Courtesy of Pam Martens.
The insipid regulators of Wall Street’s biggest and most dangerous banks are recklessly caving in to outrageous demands to roll back or water down protections designed to prevent another 2008-style financial collapse. And the cave-ins are happening in some of the most critical areas of promised financial reform.
The latest Wall Street giveaway was announced this past Sunday evening when Mervyn King, Governor of the Bank of England, announced that the new global banking rules on capital adequacy and liquidity, known as Basel III, will not go into effect in January 2015 as promised, but will be phased in over four years and not become fully effective until January 1, 2019. In addition, the rules themselves have been watered down to allow more risky assets, like mortgage backed securities – which caused many of the problems in 2008 – to count toward emergency liquidity requirements rather than restricting the emergency funds to government bonds and cash.
On April 19 of last year, the Federal Reserve made an equally stunning announcement.

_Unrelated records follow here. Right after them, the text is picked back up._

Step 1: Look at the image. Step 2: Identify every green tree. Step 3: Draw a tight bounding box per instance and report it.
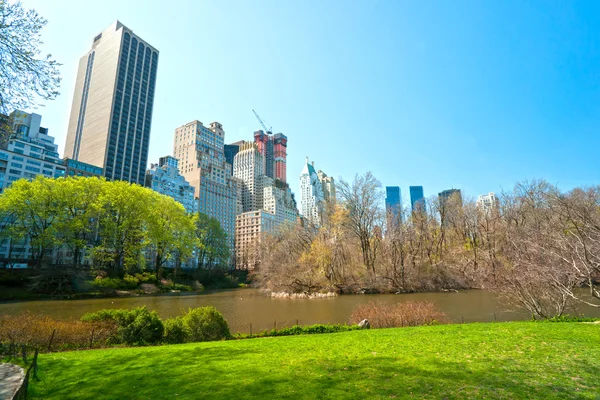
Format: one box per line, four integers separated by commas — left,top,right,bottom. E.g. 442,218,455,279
147,192,194,278
56,177,109,267
2,176,63,267
0,0,60,113
94,181,152,275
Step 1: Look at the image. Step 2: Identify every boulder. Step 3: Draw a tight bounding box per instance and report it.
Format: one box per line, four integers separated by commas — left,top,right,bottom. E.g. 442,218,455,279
358,319,371,329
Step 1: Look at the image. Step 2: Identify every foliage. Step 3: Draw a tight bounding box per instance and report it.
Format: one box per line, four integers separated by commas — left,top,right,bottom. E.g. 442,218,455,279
0,313,116,351
164,317,191,344
235,324,361,339
81,306,164,346
0,0,60,113
253,173,600,319
534,314,600,322
350,301,448,328
30,322,600,400
0,176,208,276
183,307,231,342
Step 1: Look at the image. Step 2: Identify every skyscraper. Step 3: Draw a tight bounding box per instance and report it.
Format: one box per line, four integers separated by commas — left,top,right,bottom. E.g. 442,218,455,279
223,140,246,175
146,156,198,213
438,189,462,207
409,186,427,212
173,120,238,250
385,186,402,225
254,131,287,182
438,189,462,226
477,192,499,214
65,21,158,185
317,170,336,201
0,110,66,194
300,157,325,227
233,143,264,212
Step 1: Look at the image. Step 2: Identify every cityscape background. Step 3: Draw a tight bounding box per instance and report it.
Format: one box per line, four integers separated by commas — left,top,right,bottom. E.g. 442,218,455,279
10,0,600,203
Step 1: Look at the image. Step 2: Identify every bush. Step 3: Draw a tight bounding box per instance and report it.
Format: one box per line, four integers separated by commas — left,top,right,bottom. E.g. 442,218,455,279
183,307,231,342
350,301,447,328
81,306,164,345
0,313,117,351
164,317,190,344
534,314,600,322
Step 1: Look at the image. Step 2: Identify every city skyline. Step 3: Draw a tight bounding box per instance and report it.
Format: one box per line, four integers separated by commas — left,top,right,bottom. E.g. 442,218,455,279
64,21,158,185
15,0,600,197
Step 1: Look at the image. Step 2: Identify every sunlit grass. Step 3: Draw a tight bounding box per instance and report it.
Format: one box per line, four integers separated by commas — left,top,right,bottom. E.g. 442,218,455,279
31,322,600,399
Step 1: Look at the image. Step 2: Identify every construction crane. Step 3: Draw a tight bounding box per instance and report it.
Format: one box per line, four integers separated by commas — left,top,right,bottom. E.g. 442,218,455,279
252,109,273,135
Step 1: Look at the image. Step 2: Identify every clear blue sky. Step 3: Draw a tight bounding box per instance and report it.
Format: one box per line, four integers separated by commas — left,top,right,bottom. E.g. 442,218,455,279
17,0,600,201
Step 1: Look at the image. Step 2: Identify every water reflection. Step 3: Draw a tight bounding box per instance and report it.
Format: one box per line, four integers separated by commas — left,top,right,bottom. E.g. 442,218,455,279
0,289,600,332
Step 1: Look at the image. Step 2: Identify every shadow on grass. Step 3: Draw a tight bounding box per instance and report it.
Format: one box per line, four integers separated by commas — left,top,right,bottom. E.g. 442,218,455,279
33,345,600,399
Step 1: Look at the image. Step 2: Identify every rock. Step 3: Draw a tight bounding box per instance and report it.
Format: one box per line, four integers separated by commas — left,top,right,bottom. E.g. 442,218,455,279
358,319,371,329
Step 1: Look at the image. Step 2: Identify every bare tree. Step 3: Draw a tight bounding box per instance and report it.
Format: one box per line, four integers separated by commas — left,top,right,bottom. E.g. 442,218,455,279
338,172,384,275
0,0,60,114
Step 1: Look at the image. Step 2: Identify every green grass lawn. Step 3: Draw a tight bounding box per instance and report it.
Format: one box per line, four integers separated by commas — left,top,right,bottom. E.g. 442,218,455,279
30,322,600,399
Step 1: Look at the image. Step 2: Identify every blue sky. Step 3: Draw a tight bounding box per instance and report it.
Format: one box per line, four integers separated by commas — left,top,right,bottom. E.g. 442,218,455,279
17,0,600,205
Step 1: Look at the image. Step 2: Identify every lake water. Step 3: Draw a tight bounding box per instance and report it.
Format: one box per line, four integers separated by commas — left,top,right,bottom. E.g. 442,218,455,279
0,289,600,333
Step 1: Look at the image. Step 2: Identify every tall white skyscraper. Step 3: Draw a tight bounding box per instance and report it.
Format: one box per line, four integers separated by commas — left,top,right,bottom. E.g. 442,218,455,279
65,21,158,185
477,192,499,214
233,143,265,212
173,120,238,250
300,157,325,227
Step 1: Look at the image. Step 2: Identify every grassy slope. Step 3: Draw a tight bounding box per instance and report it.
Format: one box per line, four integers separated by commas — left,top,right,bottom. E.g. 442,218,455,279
32,322,600,399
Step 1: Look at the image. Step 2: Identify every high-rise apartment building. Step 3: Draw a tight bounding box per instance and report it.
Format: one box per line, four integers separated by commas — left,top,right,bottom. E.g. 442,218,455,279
477,192,499,214
300,157,325,227
438,189,462,207
223,140,245,175
263,177,298,228
173,120,238,250
233,143,265,212
409,186,427,212
385,186,402,225
438,189,462,226
0,110,66,260
65,21,158,185
235,210,276,270
0,110,66,193
317,170,336,201
254,130,287,182
63,158,102,177
146,156,198,213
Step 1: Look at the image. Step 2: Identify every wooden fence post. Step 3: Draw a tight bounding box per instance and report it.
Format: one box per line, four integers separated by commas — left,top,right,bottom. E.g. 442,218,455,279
31,347,38,380
21,344,27,365
90,328,94,349
48,329,56,351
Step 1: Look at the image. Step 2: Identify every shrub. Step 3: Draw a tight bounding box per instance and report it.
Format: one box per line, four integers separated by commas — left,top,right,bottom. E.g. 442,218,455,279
140,283,160,294
164,317,190,344
0,313,117,351
90,275,137,290
183,307,231,342
350,301,447,328
534,314,600,322
81,306,164,345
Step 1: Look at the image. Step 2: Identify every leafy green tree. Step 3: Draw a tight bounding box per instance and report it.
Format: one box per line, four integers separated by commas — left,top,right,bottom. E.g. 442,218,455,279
55,177,109,267
0,0,60,113
148,192,194,278
94,181,151,275
194,213,231,269
2,176,63,267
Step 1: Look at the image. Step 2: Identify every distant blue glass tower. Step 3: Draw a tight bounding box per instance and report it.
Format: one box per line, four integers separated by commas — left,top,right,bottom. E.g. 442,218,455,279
385,186,402,223
410,186,427,212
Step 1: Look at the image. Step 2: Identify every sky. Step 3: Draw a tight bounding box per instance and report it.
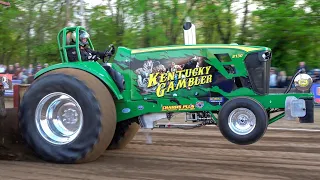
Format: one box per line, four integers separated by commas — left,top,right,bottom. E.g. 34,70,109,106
84,0,257,24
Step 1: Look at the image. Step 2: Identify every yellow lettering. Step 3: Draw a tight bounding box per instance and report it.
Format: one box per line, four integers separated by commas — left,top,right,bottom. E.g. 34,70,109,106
148,73,159,87
167,72,175,81
192,68,199,76
159,73,166,83
206,74,212,84
198,67,204,76
194,77,200,86
176,71,182,79
176,79,187,90
188,78,194,87
200,75,211,84
206,66,211,74
156,83,166,97
185,69,192,78
167,81,174,92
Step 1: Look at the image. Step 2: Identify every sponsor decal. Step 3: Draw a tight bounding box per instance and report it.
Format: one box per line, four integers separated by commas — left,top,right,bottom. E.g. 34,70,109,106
316,87,320,96
138,105,144,110
162,104,195,111
209,97,223,102
196,101,204,109
147,66,212,97
122,108,131,113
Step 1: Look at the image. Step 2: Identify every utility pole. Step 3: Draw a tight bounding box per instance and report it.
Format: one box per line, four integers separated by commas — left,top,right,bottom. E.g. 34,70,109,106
65,0,70,26
80,0,86,27
0,1,11,7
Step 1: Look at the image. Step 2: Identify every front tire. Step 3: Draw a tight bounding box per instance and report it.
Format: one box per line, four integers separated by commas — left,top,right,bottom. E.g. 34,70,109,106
19,69,116,163
218,97,269,145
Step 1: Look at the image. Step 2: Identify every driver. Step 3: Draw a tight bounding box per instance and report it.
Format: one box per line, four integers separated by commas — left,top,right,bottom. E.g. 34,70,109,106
67,30,111,62
67,30,124,92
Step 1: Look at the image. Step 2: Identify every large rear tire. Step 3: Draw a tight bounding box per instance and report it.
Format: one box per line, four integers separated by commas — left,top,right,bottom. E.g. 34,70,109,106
108,118,140,150
19,69,116,163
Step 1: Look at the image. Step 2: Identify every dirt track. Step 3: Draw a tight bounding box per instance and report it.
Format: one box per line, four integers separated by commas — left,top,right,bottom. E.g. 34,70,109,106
0,124,320,180
0,99,320,180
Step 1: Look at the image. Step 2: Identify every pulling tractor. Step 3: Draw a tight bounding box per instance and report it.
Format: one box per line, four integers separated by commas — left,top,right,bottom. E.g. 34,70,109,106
0,22,314,163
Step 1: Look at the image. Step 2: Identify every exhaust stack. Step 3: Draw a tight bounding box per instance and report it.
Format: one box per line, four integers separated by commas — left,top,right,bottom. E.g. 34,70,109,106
183,17,197,45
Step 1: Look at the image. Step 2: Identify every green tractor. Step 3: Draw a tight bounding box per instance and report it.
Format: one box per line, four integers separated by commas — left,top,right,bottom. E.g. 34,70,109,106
19,24,314,163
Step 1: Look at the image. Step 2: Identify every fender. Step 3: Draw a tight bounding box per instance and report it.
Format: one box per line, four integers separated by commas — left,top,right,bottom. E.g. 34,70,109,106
34,61,123,100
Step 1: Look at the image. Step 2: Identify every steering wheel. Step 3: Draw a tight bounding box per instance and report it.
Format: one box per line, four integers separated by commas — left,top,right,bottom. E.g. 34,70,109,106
102,44,115,63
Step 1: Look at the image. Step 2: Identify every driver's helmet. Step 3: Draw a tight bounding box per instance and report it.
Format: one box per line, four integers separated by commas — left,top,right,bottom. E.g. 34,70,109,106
72,30,90,46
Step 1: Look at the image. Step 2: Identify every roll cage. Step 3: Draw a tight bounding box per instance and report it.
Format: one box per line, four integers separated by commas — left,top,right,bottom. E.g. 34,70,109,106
57,26,94,63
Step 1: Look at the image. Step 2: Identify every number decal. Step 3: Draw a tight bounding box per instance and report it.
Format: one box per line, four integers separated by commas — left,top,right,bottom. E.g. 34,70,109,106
232,54,243,58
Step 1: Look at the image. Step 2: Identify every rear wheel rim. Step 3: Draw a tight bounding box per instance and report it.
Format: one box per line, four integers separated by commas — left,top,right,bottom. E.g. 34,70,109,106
228,108,257,135
35,92,83,145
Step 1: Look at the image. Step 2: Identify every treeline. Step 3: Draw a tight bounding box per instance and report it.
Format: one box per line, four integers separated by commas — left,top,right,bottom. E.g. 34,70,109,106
0,0,320,73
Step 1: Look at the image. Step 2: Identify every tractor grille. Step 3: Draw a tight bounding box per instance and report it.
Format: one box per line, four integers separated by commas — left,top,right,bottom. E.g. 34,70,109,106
245,51,272,95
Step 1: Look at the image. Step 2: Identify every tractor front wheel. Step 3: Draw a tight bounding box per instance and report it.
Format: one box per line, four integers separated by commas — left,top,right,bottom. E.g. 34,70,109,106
19,69,116,163
218,97,268,145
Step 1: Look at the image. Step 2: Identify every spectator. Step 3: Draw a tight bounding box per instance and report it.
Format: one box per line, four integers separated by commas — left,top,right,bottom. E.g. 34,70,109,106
277,71,288,88
12,67,22,80
6,64,14,74
312,71,320,83
297,61,308,72
270,69,277,88
27,64,34,74
0,64,6,74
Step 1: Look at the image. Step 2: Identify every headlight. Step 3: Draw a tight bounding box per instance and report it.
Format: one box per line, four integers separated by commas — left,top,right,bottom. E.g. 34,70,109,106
294,73,313,91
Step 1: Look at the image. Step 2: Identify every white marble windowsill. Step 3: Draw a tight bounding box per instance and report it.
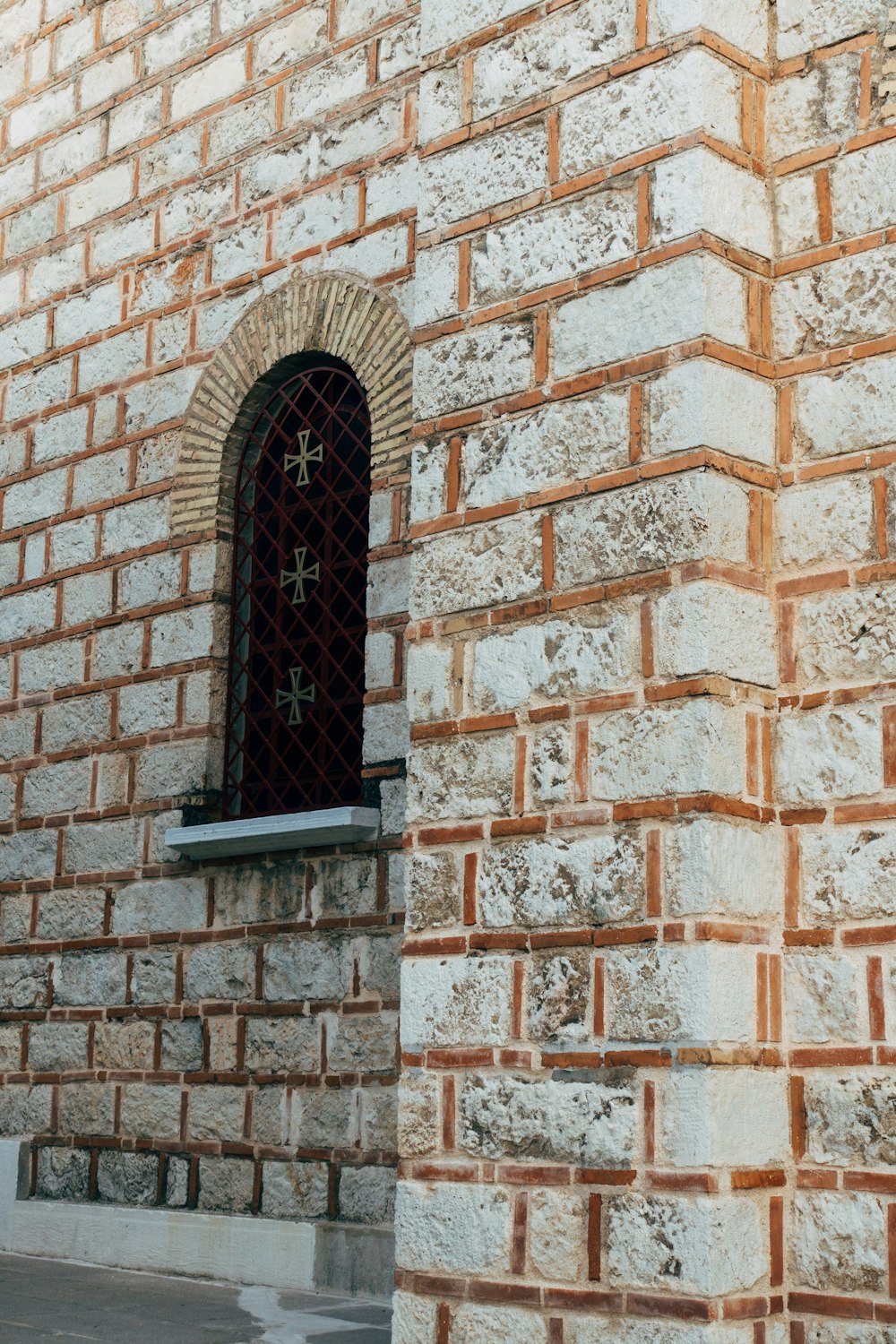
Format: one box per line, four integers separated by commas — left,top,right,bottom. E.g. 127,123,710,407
165,808,380,859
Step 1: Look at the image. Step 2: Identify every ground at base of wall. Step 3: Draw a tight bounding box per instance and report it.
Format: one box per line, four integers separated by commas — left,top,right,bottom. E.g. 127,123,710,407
0,1255,391,1344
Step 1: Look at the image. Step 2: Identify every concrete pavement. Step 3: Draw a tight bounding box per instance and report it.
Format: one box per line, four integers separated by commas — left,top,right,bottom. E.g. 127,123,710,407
0,1255,391,1344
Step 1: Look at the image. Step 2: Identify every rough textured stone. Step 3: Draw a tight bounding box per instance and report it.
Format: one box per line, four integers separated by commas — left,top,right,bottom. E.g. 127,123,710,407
591,701,745,798
797,583,896,685
262,935,352,1003
404,852,461,930
777,476,874,564
407,734,513,822
775,706,884,804
479,830,645,927
606,945,755,1042
199,1158,255,1214
554,472,747,588
38,1148,90,1199
607,1195,769,1295
467,390,629,513
401,957,512,1051
805,1072,896,1167
794,1190,887,1293
246,1018,320,1074
339,1167,395,1225
664,817,785,919
458,1074,637,1168
801,823,896,927
97,1152,159,1206
473,609,635,712
785,952,861,1045
395,1182,513,1274
262,1163,329,1220
409,518,541,617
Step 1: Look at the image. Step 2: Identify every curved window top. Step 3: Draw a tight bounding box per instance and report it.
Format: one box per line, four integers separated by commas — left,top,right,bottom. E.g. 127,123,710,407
224,355,371,820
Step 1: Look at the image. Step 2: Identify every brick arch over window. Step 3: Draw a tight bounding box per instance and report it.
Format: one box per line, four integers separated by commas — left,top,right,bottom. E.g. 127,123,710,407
172,274,414,537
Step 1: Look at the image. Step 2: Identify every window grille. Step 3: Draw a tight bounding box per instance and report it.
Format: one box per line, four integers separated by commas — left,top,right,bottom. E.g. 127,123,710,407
224,355,371,819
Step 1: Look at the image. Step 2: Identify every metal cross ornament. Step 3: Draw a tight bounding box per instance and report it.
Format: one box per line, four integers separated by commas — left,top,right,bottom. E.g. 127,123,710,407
280,546,321,607
283,429,323,486
277,667,317,728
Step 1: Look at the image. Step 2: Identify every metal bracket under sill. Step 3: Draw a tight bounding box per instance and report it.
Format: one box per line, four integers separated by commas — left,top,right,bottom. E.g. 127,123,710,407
165,808,380,859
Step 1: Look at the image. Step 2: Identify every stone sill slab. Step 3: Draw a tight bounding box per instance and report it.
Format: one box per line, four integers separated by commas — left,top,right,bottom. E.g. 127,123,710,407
165,808,380,859
0,1140,393,1298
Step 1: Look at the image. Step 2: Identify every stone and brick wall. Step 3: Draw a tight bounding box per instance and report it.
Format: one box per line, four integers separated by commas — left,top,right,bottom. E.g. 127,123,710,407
0,0,418,1225
0,0,896,1344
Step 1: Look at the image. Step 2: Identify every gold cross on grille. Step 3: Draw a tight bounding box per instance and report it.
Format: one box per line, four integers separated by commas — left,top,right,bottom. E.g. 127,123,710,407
277,667,317,728
280,546,321,607
283,429,323,486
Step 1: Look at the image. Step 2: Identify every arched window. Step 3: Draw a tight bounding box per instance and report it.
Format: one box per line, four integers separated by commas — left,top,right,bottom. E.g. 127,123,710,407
224,354,371,820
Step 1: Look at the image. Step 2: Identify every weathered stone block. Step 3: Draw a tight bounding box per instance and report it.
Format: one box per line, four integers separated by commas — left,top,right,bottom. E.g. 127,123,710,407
401,957,512,1051
419,125,548,231
606,1195,769,1297
326,1012,398,1074
458,1074,638,1168
664,817,785,919
0,1083,51,1139
473,189,637,306
215,859,305,927
554,247,747,378
184,943,256,1003
97,1152,159,1207
189,1086,247,1142
130,948,177,1004
262,1163,329,1220
36,1148,90,1199
771,239,896,358
199,1158,255,1214
0,957,48,1008
111,878,208,935
407,734,514,822
659,1069,790,1169
649,358,775,467
263,935,352,1003
28,1021,87,1074
654,582,778,685
246,1018,321,1074
554,472,747,588
801,823,896,927
785,952,866,1045
339,1167,395,1225
478,830,645,927
54,951,127,1007
775,706,884,804
395,1182,513,1274
312,857,377,919
121,1083,180,1140
398,1070,442,1158
606,945,756,1042
473,607,635,712
793,1190,887,1293
452,1303,548,1344
161,1018,203,1073
591,701,745,800
777,476,876,564
59,1083,116,1134
94,1019,156,1069
414,321,533,419
797,583,896,685
560,50,740,177
804,1070,896,1167
409,516,541,618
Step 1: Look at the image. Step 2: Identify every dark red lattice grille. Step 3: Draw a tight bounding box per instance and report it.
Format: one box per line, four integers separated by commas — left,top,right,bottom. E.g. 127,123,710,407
224,357,371,817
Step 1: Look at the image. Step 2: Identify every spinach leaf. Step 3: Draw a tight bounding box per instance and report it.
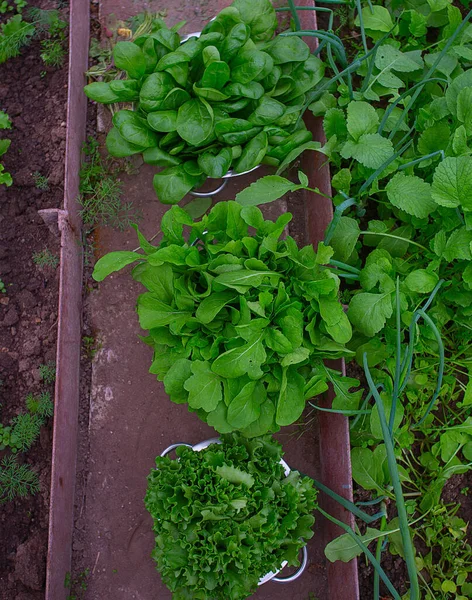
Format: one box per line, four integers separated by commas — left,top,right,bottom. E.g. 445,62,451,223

The Fed decided that Section 619 of the Dodd-Frank Wall Street Reform and Consumer Protection Act would be stalled from full implementation by two years to July 21, 2014 and suggested it might be extended even beyond that date. Section 619 is the so-called Volcker Rule which prohibits banking institutions that own or have relationships with hedge funds or private equity funds from engaging in “proprietary trading” – trading for their own profit. Numerous banks have blown multi-billion dollar holes in their balance sheets by trading for their own account, most famously this past year’s so-called London Whale operation at JPMorgan Chase which has thus far logged in $6 billion in losses. (The nickname came from a trader, Bruno Iksil, who made outsized bets in London on a thinly traded derivative index.)
The Dodd-Frank financial reform legislation was signed into law on July 21, 2010 by President Obama. Under the Federal Reserve’s guidance, Wall Street powerhouses can avoid full compliance with the rule until 2014. Trading for the house is not something like capital reserves that need to be delicately phased in to avoid cutting off credit flows to the economy. It is risky, ill-conceived, speculative trading – frequently done on the basis of insider information – to boost the firm’s profits in order to justify obscene bonus packages for top Wall Street executives. Proprietary bets can be closed out in a day, a week, a month – it certainly doesn’t take four years. What takes four years is the charade of rulemaking, allowing for public comment, legal wrangling and then the typical wholesale cave-in to Wall Street demands.
The cave-in train is rumored to be whistling through the Office of the Comptroller of the Currency (OCC). In April 2011, the OCC, the top regulator of national banks in the U.S., signed consent orders with 14 of the largest banks and mortgage servicers requiring that they hire “independent” consultants to review 2009 and 2010 foreclosure actions to determine financial injury to borrowers and provide financial compensation for that injury.